People supported me throughout my journey to recovery. Every day in rehab, I was motivated to improve because that’s in my nature, but on days that I was maybe a little tired, I knew I had to push myself because later that night, I was going to write about what I did that day and people were expecting something. I had gained the responsibility of inspiring others. 

Being in a wheelchair has many more opportunities than not. I’m a living testament to that. When people see you, it is your duty to push yourself to the limits. 

You have the ability to inspire others.

Not everyone can do that. Think of an average person, whoever that may be for you. They walk and don’t have any health issues except for the occasional cold. A man or a woman, they’re comfortable, they don’t struggle, but they don’t quite prosper. They have a job and its secure. What would it take for a person like that to inspire you?

80% of people can’t inspire anymore than a few people, and it takes a lot for them to do that. 

As soon as I got out of rehab, I went right back to college, I didn’t even go home first. I got injured on December 15, 2018, right before finals week at the end of the semester. I was in rehab for winter break, but the next semester started back up in mid-January. So, I signed up for online classes and started my semester in rehab and finished strong back at college. 

Do any college students inspire you? Maybe a few that get good grades and do a sport or some who are insanely smart. I was neither. I was an average college student, decent grades, my friends looked up to me and I was complimented quite a bit, so, I had potential but it wasn’t inspiring. 

Once I was in a wheelchair though, starting school right away is suddenly inspiring thousands of people and motivating them to reflect on their lives and challenge themselves. 

This is what I’ve done with my Instagram, though in all honesty, I’ve slacked off a bit. My progress isn’t as immense as it had been in rehab. I still challenge myself and improve every day, though. 

One weekend in rehab, a friend that I’ve known since middle school came to visit, she told me a short story, that a few days ago, her mom asked her to text me and ask when I’ll be posting.
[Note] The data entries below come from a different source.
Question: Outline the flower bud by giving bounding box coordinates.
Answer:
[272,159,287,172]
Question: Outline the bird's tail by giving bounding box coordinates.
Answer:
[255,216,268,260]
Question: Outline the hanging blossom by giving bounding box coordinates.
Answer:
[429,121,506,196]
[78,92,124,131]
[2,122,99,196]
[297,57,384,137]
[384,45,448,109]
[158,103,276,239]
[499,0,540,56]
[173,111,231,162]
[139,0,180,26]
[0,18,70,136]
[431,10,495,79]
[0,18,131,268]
She is a true Team Cosmo member. Many, if not all, of my followers, are. I posted around the same time every night and many people eagerly awaited my post, wanting to see what I did that day. The first day that I walked using leg braces, I posted a video and I got a lot of messages from people saying that they cried. I was stunned, I didn’t expect that type of reaction, but I knew I was on the right track and doing something greater. 
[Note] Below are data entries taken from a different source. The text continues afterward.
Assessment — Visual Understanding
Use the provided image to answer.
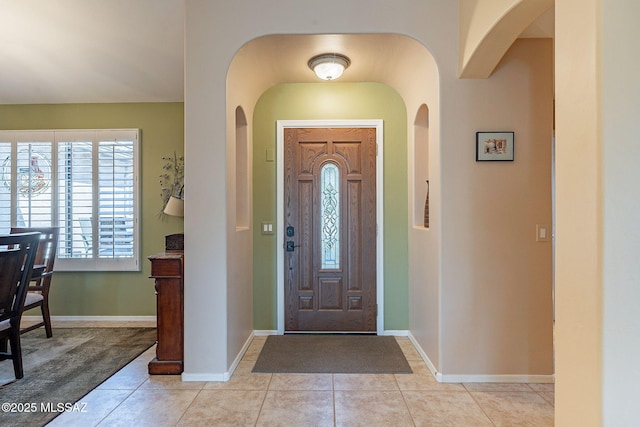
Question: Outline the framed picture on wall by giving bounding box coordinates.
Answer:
[476,132,514,162]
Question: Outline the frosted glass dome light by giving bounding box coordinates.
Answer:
[308,53,351,80]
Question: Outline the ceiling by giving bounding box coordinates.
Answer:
[0,0,553,104]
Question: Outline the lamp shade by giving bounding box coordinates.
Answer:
[308,53,351,80]
[164,196,184,216]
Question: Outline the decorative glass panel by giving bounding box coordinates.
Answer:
[320,163,340,269]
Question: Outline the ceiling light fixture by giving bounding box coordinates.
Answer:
[307,53,351,80]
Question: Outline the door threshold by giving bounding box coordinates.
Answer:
[284,331,378,335]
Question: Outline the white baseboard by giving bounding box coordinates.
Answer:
[253,329,278,337]
[181,372,231,383]
[408,332,555,384]
[22,315,156,323]
[182,331,256,382]
[382,329,409,337]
Do something great, inspire others. Inspire yourself. Take pictures, take notes. Document today, so you don’t forget the great life you’ve led. Be vulnerable and show the world your personality and all of its beautiful flaws. 

Love, Cosmo

PS, if you’re not in a wheelchair and you’re worried about not being “inspiring enough,” don’t worry about that, as long as you’re improving every day, those who are close to you will recognize that and push themselves. Those are the people you love and they love you, inspiring them will feel amazing (it’s actually easy, so long as you challenge yourself).